Third quarterThird quarter interim statements came out this morning. Net income for the nine months is 0.08 per share, including a restatement of a prior write off, valued at approximately 0.027 per share. They look like they are maintaining profitability, and appear to be heading for around a 10 cent per share annual net income (13 without the restatement). They also issued another normal course issuer bid a couple of weeks ago.
Here is an excerpt:
Net earnings for the three months ended September 30, 2009 amounted to $697 thousand or
.03 per diluted share and for the nine months ended September 30, 2009 amounted to $1,951 thousand or
.08 per diluted share. This compares to the respective periods in 2008 (as restated) of $922 thousand or
.04 per diluted share and $1,705 thousand or
.07 per diluted share. The net earnings for both the three and nine months of 2008 have been restated because of the previous write off of work in process, as explained in note 1 of the Notes to the Unaudited Consolidated Financial Statements, having the effect of improving the comparative 2008 net earnings by $481 thousand for the three months ended September 30, 2008 and by $672 thousand for the nine months ended September 30, 2008. Had these restatements not been made for the 2008 amounts, the comparison between 2009 and 2008 would have been shown increases period over period.
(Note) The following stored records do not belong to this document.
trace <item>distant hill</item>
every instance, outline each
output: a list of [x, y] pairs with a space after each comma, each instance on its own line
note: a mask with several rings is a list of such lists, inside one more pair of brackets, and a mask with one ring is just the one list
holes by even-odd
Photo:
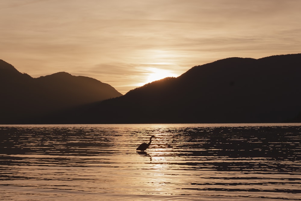
[[233, 58], [195, 66], [177, 78], [155, 81], [43, 122], [281, 122], [296, 117], [300, 103], [301, 54]]
[[107, 84], [64, 72], [33, 78], [1, 60], [0, 84], [0, 124], [38, 120], [62, 110], [122, 95]]

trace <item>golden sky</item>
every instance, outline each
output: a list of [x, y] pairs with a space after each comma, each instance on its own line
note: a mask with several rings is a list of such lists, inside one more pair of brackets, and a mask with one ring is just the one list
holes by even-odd
[[1, 0], [0, 59], [124, 94], [230, 57], [301, 52], [299, 0]]

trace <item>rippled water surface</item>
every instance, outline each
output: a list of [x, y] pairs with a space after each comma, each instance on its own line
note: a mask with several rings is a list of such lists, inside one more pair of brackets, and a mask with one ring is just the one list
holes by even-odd
[[300, 124], [2, 125], [0, 138], [2, 200], [301, 200]]

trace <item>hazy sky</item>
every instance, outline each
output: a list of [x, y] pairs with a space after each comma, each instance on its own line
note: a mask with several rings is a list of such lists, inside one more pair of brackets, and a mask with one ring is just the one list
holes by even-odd
[[219, 59], [301, 53], [300, 11], [299, 0], [1, 0], [0, 59], [124, 94]]

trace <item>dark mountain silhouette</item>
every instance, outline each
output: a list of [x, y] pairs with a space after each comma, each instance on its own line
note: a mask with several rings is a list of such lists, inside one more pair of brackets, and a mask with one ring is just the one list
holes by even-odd
[[284, 122], [301, 111], [300, 63], [300, 54], [222, 59], [44, 122]]
[[2, 124], [22, 123], [34, 118], [38, 119], [62, 110], [122, 95], [107, 84], [64, 72], [34, 78], [2, 60], [0, 84]]

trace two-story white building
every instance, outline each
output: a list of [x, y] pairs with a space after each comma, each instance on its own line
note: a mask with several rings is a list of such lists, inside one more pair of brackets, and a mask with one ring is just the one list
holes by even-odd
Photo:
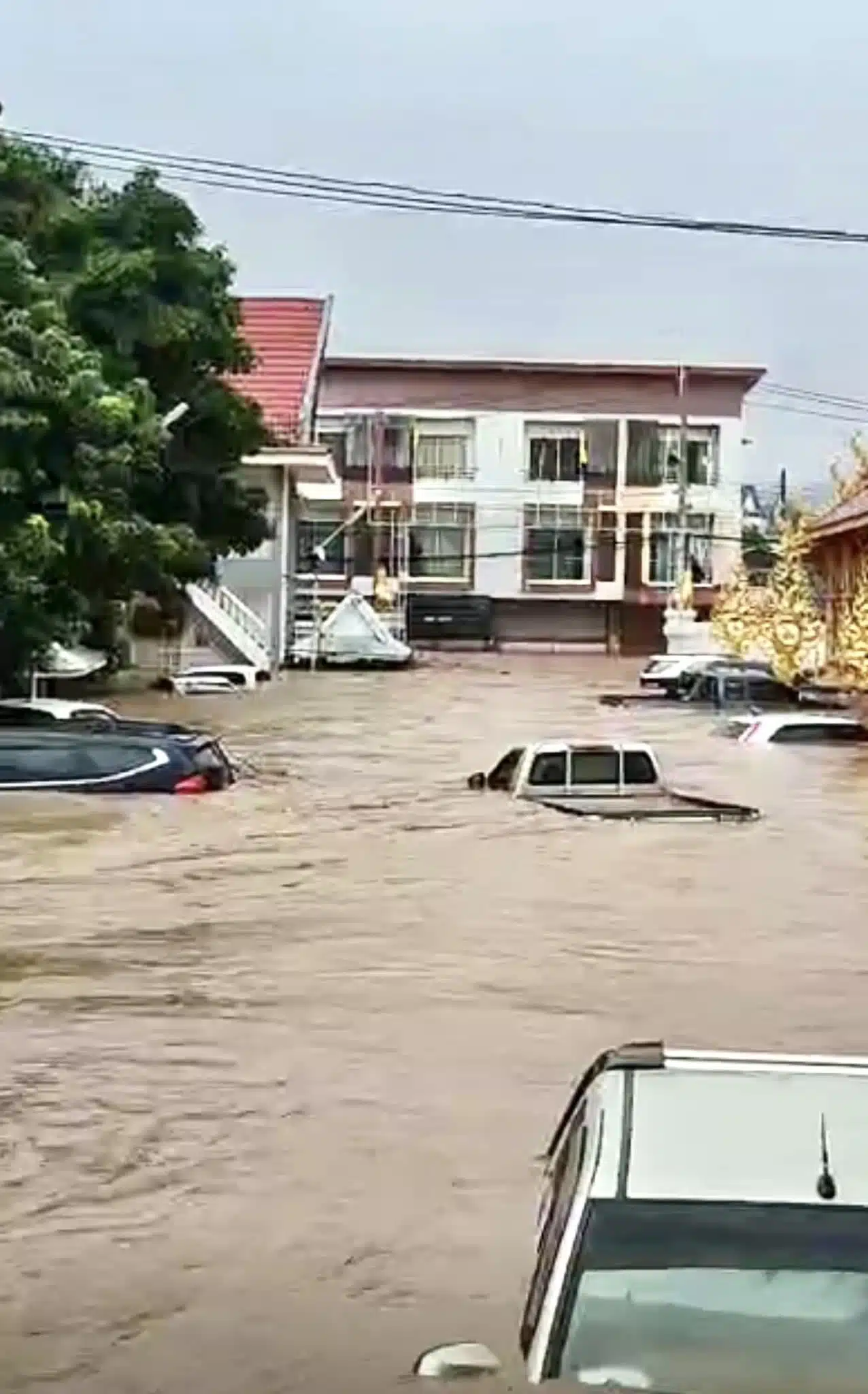
[[242, 304], [256, 367], [237, 386], [274, 441], [247, 471], [274, 537], [196, 592], [230, 647], [249, 647], [244, 625], [281, 662], [312, 588], [327, 605], [385, 562], [429, 608], [472, 595], [500, 644], [653, 651], [679, 572], [683, 442], [704, 618], [740, 556], [743, 413], [761, 368], [327, 357], [329, 308]]
[[320, 584], [341, 587], [379, 559], [405, 572], [411, 592], [490, 597], [500, 643], [653, 650], [677, 572], [681, 441], [702, 612], [740, 556], [744, 399], [761, 376], [726, 365], [326, 358], [316, 434], [343, 496], [308, 507], [298, 574], [348, 510], [376, 498], [333, 542]]

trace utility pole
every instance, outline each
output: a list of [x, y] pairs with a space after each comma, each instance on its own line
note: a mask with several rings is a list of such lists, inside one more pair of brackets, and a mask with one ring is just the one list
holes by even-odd
[[679, 521], [676, 588], [687, 570], [687, 368], [679, 364]]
Although sustaining profitability, we have seen declines in revenues. Revenues for the three months ended September 30, 2009 amounted to $22,317 thousand compared to $23,275 thousand for the three months ended September 30, 2008, a decline of 4% and, for the nine months ending September 30 2009 versus 2008 revenues were $69,931 thousand compared to $71,765 thousand, a decline of 3%.
EBITDA for the third quarter 2009 was $1,389 and for the year to date was $4,110 or
.06 per diluted share and
.16 per diluted share respectively. Comparative amounts for 2008 were $2,313 thousand and $5,062 thousand or
.09 per diluted share and
.19 per diluted share for the respective periods. The comparative amounts for 2008 have been restated because of the adjustments made to the reported earnings in 2008 due to the previous write off of work in process as explained above. Similarly, had these restatements not been made for the 2008 results, the comparison between 2009 and 2008 would have shown increases period over period.
Cash reserves are building, working capital is improving and the remaining long term debt due to related parties is being extinguished. The balance sheet is improving quarter over quarter. Subsequent to the close of the third quarter 2009, the Company received approval to repurchase 1,246 thousand of its issued shares for cancellation.